General Habiger was placed on the board. This was serious stuff. Nunn and Turner were listed as co-founders, but there is no doubt about who should be credited with NTI’s birth. “It was Ted’s idea,” Nunn said.

There were documentaries to be made, and public campaigns to be waged. And there was direct, non-governmental action. In 2005, both Nunn and Turner found themselves in Kazakhstan, eyeing the NTI-financed “blending down” of enough highly enriched uranium to make dozens of nuclear bombs.

Though he is now taking a lower profile, Nunn would become organization's face and voice. In 2007, a New York Times magazine piece was headlined, "The Stuff Sam Nunn's Nightmares Are Made of."

Yet in 2001, at the outset, the man with the money was the lead dog. “Turner launches war on nuclear weapons,” was the Journal-Constitution headline.

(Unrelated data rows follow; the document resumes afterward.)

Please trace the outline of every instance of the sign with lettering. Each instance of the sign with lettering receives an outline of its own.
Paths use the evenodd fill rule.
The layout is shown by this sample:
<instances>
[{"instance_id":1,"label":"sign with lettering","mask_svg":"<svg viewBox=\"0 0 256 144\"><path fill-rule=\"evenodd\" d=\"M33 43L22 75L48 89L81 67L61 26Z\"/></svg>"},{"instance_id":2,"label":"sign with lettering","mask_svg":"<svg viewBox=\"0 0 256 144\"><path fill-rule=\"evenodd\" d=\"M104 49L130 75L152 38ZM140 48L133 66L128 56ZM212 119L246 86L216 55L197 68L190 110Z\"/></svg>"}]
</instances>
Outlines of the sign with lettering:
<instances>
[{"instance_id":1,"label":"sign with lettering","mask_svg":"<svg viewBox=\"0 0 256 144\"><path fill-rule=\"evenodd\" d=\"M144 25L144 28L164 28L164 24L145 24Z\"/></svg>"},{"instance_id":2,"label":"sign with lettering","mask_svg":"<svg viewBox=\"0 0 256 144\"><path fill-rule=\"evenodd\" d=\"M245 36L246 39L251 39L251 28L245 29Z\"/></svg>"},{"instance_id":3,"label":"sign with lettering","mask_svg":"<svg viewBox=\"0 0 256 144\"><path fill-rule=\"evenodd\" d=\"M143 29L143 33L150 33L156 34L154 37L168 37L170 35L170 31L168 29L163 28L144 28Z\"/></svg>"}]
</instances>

“Turner has committed a minimum of $250 million over the next five years to pay for the project,” the article promised.

Um, about that.

They can laugh at it now. Turner made his promise with AOL/Time Warner stock, which peaked in 1999 at $90 a share. But by 2003, as NTI was just getting off the ground, the stock had plummeted to $15 a share.

What was once $250 million ultimately became perhaps $70 million. “We had to go on fundraising, because Ted was still supportive, but he wasn’t going to put up that kind of money. When you get down your last billion, it makes you nervous,” Nunn said.

One senses that a great deal of high-dollar, locker-room style ribbing has occurred over the past 17 years – given that Nunn left the Senate in part to escape the constant fundraising. “Ted’s been a terrific partner, in spite of the fact that his stock went way down,” his co-founder jabbed.

Billionaire Warren Buffet was brought in to fill in the gap, and now puts in about $13 million a year in grants and matching funds. “Ted still contributes. He puts in about $1 million a year,” Nunn said.

Turner still attends every NTI board meeting. “The board meets twice a year. But I’ll go out and spend a weekend with him in Montana in the summer, and I spend a weekend with him quail hunting,” Nunn said.

I asked the former senator when he first spotted a decline in Turner’s health. “Probably three years ago,” Nunn answered. “He started talking about it, maybe a year and a half ago.

“Ted used to be very active on the board, and when he got this, he was really quiet,” Nunn said. “But I would say in the last year, he has not declined. He’s leveled off.”

Nunn has his hopes. Jimmy Carter, now 94, survived his bout with brain cancer four years ago. Maybe science can save Ted Turner, too.

If not, then you and I will be obliged to do the remembering for him, about that time when a brash Southern billionaire and a conservative Southern politician, who might have agreed on little else, decided that the world shouldn’t be allowed to blow itself up.